Courtship in the Age of the Pill
Turning around the institution of marriage will have to involve the restoration of courtship, albeit not as it was sixty years ago.
There is much discussion these days about the crisis of marriage. Divorce rates are high, too many children live in single-parent homes, people often end up isolated and lonely in middle age. But there is little discussion about courtship. How does one enter marriage? How should a 25 year-old negotiate what is still quaintly called the dating scene?
According to philosopher Leon R. Kass, the reason there is so little discussion about courtship is that "the very terms — 'wooing,' 'courting,' 'suitors' — are archaic; and if the words barely exist, it is because the phenomena have all but disappeared. Today, there are no socially prescribed forms of conduct that help guide young men and women in the direction of matrimony. . .for the great majority, the way to the altar is uncharted territory: It's every couple on their own, without a compass, often without a goal."
This virtual absence of guidelines for courtship is unprecedented. Until recently, society had clear norms governing the "dance" between a man and woman prior to marriage. There are reasons why this is no longer the case, aside from a few exceptions.
First, we live in what Barbara Dafoe Whitehead calls a Divorce Culture. Many young adults have parents who are divorced and so lack both counsel and a compelling model for matrimony. The painful endings of their parents' marriages make them wary of commitment.
Second, there has been a dramatic shift in priorities regarding work and family. People now want financial independence before they think about marriage, whereas their parents (and certainly grandparents) often married before their financial situation was clear. Fifty years ago, young couples expected to scrape by during the early years of marriage, and this often strengthened the relationship.
"If you wait until your 30's," writes Charles Murray, "your marriage is likely to be a merger. If you get married in your 20's, it is likely to be a start-up. . . .What are the advantages of a start-up marriage? For one thing, you will both have memories of your life together when it was all still up in the air. . . .Even more important, you and your spouse will have made your way together. . . .And each of you will know that you wouldn't have become the person you are without the other."
Third, many bachelors are inclined to live out what Kay Hymowitz calls a "postmodern post-adolescence." This state of emotional suspension has been portrayed in sitcoms like "Seinfeld." Young men (and not a few female peers) see no compelling reason to move on to full adulthood; they may not even be sure what the word means.

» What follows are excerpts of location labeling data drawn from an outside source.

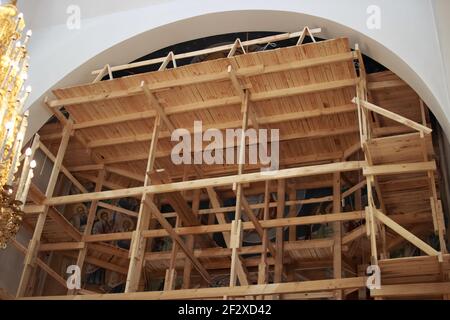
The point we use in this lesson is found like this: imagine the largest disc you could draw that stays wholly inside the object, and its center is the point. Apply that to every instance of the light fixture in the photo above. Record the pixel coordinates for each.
(13, 121)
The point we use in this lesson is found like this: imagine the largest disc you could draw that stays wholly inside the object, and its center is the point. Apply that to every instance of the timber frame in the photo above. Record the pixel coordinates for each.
(364, 137)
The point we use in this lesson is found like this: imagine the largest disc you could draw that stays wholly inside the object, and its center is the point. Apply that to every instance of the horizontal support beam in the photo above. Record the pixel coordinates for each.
(221, 76)
(236, 124)
(393, 116)
(405, 233)
(412, 290)
(226, 47)
(399, 168)
(210, 182)
(240, 291)
(220, 228)
(61, 246)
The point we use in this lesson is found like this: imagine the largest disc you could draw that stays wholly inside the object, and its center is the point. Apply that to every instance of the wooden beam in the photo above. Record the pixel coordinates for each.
(388, 169)
(412, 290)
(277, 93)
(279, 233)
(393, 116)
(89, 223)
(33, 245)
(209, 182)
(405, 233)
(241, 291)
(227, 47)
(176, 238)
(337, 232)
(138, 243)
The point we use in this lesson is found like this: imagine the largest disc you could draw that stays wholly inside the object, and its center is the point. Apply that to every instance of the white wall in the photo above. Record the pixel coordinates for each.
(116, 31)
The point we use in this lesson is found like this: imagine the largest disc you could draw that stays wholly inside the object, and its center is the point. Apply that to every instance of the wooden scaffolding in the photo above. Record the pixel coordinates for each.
(366, 138)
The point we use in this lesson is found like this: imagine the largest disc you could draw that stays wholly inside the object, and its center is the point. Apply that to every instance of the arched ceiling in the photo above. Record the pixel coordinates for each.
(117, 32)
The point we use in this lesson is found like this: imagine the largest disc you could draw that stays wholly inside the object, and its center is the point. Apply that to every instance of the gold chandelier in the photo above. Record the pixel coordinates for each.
(13, 121)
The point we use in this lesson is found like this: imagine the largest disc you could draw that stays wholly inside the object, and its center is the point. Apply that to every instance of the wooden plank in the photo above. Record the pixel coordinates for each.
(405, 233)
(388, 169)
(337, 232)
(211, 182)
(138, 243)
(209, 293)
(33, 246)
(393, 116)
(412, 290)
(226, 47)
(175, 237)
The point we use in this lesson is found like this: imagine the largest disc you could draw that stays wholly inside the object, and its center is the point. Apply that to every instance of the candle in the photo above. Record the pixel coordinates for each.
(9, 126)
(25, 98)
(23, 197)
(18, 147)
(28, 36)
(18, 22)
(24, 174)
(13, 169)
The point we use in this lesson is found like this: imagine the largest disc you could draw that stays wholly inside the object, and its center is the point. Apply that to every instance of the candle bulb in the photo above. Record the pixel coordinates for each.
(17, 146)
(24, 174)
(18, 21)
(25, 98)
(9, 126)
(23, 197)
(27, 38)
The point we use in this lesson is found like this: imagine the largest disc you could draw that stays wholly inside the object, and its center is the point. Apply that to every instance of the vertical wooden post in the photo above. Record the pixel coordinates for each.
(33, 246)
(262, 268)
(171, 273)
(337, 231)
(236, 230)
(190, 243)
(279, 241)
(89, 223)
(370, 222)
(138, 243)
(292, 213)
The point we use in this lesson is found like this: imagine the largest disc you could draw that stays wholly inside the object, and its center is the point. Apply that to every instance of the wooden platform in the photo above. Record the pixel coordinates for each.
(306, 92)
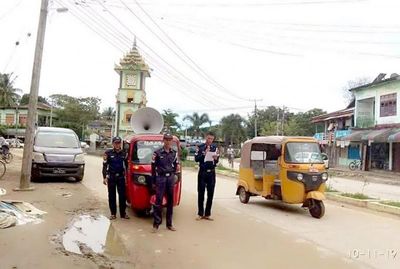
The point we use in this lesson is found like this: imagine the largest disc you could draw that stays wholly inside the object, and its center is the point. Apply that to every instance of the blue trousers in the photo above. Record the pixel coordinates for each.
(205, 181)
(117, 184)
(164, 185)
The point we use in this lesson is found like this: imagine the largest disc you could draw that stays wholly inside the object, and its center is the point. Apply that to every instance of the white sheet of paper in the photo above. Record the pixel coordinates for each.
(209, 156)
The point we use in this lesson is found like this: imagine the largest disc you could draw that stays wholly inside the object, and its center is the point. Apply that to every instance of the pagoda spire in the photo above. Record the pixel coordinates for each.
(134, 42)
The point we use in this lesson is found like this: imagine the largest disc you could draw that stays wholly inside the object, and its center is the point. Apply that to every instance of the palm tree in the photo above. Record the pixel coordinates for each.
(8, 94)
(197, 121)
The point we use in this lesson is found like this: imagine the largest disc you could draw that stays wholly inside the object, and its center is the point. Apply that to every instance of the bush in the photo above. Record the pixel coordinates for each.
(184, 153)
(357, 195)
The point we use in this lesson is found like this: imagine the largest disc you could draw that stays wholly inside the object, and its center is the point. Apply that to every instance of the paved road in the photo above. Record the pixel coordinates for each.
(261, 234)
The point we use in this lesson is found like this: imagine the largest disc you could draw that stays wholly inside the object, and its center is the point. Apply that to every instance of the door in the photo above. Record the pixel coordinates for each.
(396, 157)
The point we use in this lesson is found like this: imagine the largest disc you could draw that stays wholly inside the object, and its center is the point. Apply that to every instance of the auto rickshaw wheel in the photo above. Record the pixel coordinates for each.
(244, 196)
(317, 208)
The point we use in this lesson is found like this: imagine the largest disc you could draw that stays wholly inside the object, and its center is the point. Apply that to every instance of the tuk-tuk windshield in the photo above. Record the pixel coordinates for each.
(143, 150)
(303, 152)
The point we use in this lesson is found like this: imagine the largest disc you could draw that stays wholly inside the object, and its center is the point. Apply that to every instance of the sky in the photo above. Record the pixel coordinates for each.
(206, 56)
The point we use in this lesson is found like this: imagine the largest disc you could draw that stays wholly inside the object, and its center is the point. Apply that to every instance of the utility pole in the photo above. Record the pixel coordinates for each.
(16, 121)
(255, 115)
(277, 121)
(283, 120)
(32, 107)
(51, 113)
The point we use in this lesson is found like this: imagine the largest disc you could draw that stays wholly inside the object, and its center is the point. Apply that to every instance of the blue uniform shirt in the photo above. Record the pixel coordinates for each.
(164, 162)
(200, 155)
(114, 162)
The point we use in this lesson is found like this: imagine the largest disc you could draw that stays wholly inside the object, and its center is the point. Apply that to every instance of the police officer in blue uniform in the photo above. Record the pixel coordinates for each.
(206, 176)
(164, 167)
(114, 166)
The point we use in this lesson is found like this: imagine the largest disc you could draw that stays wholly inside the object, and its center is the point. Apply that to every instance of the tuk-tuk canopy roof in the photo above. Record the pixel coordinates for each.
(275, 140)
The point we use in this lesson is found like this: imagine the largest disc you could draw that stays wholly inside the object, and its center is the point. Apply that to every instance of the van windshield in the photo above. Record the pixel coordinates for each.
(299, 152)
(143, 150)
(56, 140)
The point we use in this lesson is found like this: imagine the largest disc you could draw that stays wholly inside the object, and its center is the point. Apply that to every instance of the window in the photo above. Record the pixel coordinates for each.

For men, the delay of adult responsibility is partly explained by the availability of sex with no strings attached. "If the culture offers sexual access and does not require in exchange personal commitment," writes James Q. Wilson, "a lot of men will take the sex every time."
Sex, once reserved for marriage, is now almost an automatic part of dating. This has not clarified thinking or enriched emotions. Casual sex has created a climate of cynicism among young people, who get into the habit of treating members of the opposite sex as a means to an end. To make sex a casual activity is to shrink the meaning of courtship — and therefore of marriage itself.
Modernity puts great emphasis on freedom, but has little to say about how to use that freedom. A case in point is the sexual revolution, which has had a devastating impact on courtship and marriage. As a general matter, it is difficult, at this late date, to claim that the sexual revolution has made people happier. It might be easier to make the opposite case. Consider, for example, the out-of-wedlock birthrate, now over 40 percent in America and the U. K., or the epidemic of STD's.
The sexual revolution was launched by the introduction of the contraceptive pill for women. The Pill was meant to "liberate" women. But it had a number of unforeseen consequences — unforeseen, at any rate, by those who were most vigorous in promoting it.
Modernity puts great emphasis on freedom, but has little to say about how to use that freedom.
The Pill gave men a permission slip to have sex with no responsibility; they could demand it with no concern for the consequences. It became easier for men to treat women as vehicles for pleasure. (Some women responded in kind.) This commodification of physical pleasure evacuated the sexual act of its nuptial meaning. It made men and women look at each other in ways that have little to do with the covenant of permanent self-giving that is marriage.
The Pill also helped create a "hook-up culture" which — as even feminist writers with a liberationist bent like Donna Freitas admit — has caused much pain and frustration, especially among women. It's not hard to see that sexual promiscuity both on campus and afterward has resulted in a lot of men and women entering marriage with a jaded, consumerist attitude toward sex.
The Pill also helped to create a culture of cohabitation prior to marriage. In 1960, the year the Pill was introduced, virtually no couples lived together before marriage. Now 60 percent do. And it turns out that cohabitation is not a helpful entry into marriage. For one thing, it teaches couples low-intensity commitment: separate names and bank accounts, an agreement that "we can split anytime." Many couples discover too late that cohabitation and marriage are not the same thing at all.
Turning around the institution of marriage will have to involve the restoration of courtship, albeit not as it was sixty years ago. A 23 year-old graduate student recently told me that the scenario now is to shack up with a guy who may or may not turn out to be your husband and not think about marriage until about age thirty. Her generation needs to hear why this often is a formula for being miserable by the time they turn fifty.